Although we don't believe in timing the market or panicking over market movements, we do like to keep an eye on big changes -- just in case they're material to our investing thesis.

What: Shares of controversial commodities broker MF Global (NYSE: MF) spiked as much as 26.4% in pre-market trading this morning -- then gave it all back and then some amid extremely heavy trading. As of this writing, MF shares have fallen 4% since Wednesday's closing bell and 19% from this morning's opening prices.

So what: The nightly surge came after The New York Post said that MF has hired JPMorgan Chase (NYSE: JPM) to help it explore "options," including the potential sale of all or part of the company. A later Bloomberg story named Evercore Partners as the real advisor while underscoring MF's mistakes and bad practices in 2011, and the supposed buyout enthusiasm faded to black in a matter of minutes.

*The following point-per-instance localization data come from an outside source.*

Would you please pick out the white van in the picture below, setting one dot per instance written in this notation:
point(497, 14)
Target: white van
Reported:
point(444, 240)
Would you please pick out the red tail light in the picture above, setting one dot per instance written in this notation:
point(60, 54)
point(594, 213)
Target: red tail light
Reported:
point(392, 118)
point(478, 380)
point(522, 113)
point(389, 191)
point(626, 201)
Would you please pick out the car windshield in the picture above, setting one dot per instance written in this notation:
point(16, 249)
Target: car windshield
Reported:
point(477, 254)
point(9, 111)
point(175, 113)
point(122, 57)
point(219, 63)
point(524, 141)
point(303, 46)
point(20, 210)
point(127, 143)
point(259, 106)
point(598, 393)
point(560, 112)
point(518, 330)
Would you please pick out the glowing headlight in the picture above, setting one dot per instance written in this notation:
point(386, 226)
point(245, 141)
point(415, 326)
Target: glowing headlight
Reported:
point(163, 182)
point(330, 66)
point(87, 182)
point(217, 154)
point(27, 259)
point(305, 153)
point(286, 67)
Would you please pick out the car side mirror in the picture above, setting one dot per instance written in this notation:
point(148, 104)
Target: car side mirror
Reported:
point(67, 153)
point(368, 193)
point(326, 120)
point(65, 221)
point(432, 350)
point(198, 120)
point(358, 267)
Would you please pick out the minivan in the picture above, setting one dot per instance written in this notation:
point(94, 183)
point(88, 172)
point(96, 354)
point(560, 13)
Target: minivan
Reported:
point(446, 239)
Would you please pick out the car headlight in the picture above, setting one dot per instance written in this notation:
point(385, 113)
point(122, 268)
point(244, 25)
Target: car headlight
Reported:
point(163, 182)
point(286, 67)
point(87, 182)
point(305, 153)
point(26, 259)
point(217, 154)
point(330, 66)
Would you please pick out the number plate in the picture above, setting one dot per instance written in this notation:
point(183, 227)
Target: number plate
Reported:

Now what: This is 2008 all over again for MF investors. The company has taken financial risks that would make Lehman Brothers and Bear Stearns look conservative, essentially gambling on unknowable outcomes like an orderly resolution of the European debt crisis with money the firm never should have touched. This stock ran neck-and-neck with underperforming bankers such as Goldman Sachs (NYSE: GS), Bank of America (NYSE: BAC), and Morgan Stanley (NYSE: MS) for most of 2011 as all four stocks lost more than 40% of their value year-to-date -- but this week's collapse makes the other guys look great by comparison.